Liam Morland’s picture

StatusFileSize
new2.02 KB
PASSED: [[SimpleTest]]: [PHP 5.4 MySQL] 97,338 pass(es).
[ View ]

Reroll.

Crell’s picture

Status:Needs review» Reviewed & tested by the community
Issue tags:+documentation

Docfix only, and a valid one. Let's do.

  • xjm committed 128b73a on 8.0.x
    Issue #911352 by Liam Morland, Crell: Document that foreign keys may not...
xjm’s picture

Status:Reviewed & tested by the community» Patch (to be ported)
Issue tags:+needs backport to D7

Thanks @Crell and @Liam Morland. That docs improvement makes sense to me (and actually would also have saved me some confusion when I started on D7...) I agree that further discussion can happen in #2254131: DBTNG should be able to create foreign keys but it is good to get this fix in now.

This issue only changes documentation, so per https://www.drupal.org/core/beta-changes, this can be completed any time during the Drupal 8 beta phase. Committed and pushed to 8.0.x.

We should also backport this docs improvement to D7.

I made the following small code style fixes on commit (actually in a followup. Be sure to note these for the D7 version of the patch as well.
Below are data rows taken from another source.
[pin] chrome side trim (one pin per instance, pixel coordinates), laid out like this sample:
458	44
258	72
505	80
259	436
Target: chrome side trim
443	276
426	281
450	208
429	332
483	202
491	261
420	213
diff --git a/core/lib/Drupal/Core/Database/database.api.php b/core/lib/Drupal/Core/Database/database.api.php
index 524d482..3e0fbf8 100644
--- a/core/lib/Drupal/Core/Database/database.api.php
+++ b/core/lib/Drupal/Core/Database/database.api.php
@@ -358,7 +358,8 @@
  *   'unique keys' => array(
  *     'vid' => array('vid'),
  *   ),
- *   // For documentation purposes only; foreign keys are not created in the database.
+ *   // For documentation purposes only; foreign keys are not created in the
+ *   // database.
  *   'foreign keys' => array(
  *     'node_revision' => array(
  *       'table' => 'node_field_revision',
@@ -521,7 +522,8 @@ function hook_schema() {
       'nid_vid' => array('nid', 'vid'),
       'vid'     => array('vid'),
     ),
-    // For documentation purposes only; foreign keys are not created in the database.
+    // For documentation purposes only; foreign keys are not created in the
+    // database.
     'foreign keys' => array(
       'node_revision' => array(
         'table' => 'node_field_revision',

  • xjm committed 3402962 on 8.0.x
    Issue #911352 followup: Fix comment wrapping.
    
Liam Morland’s picture

Thanks very much. I will work in the backport.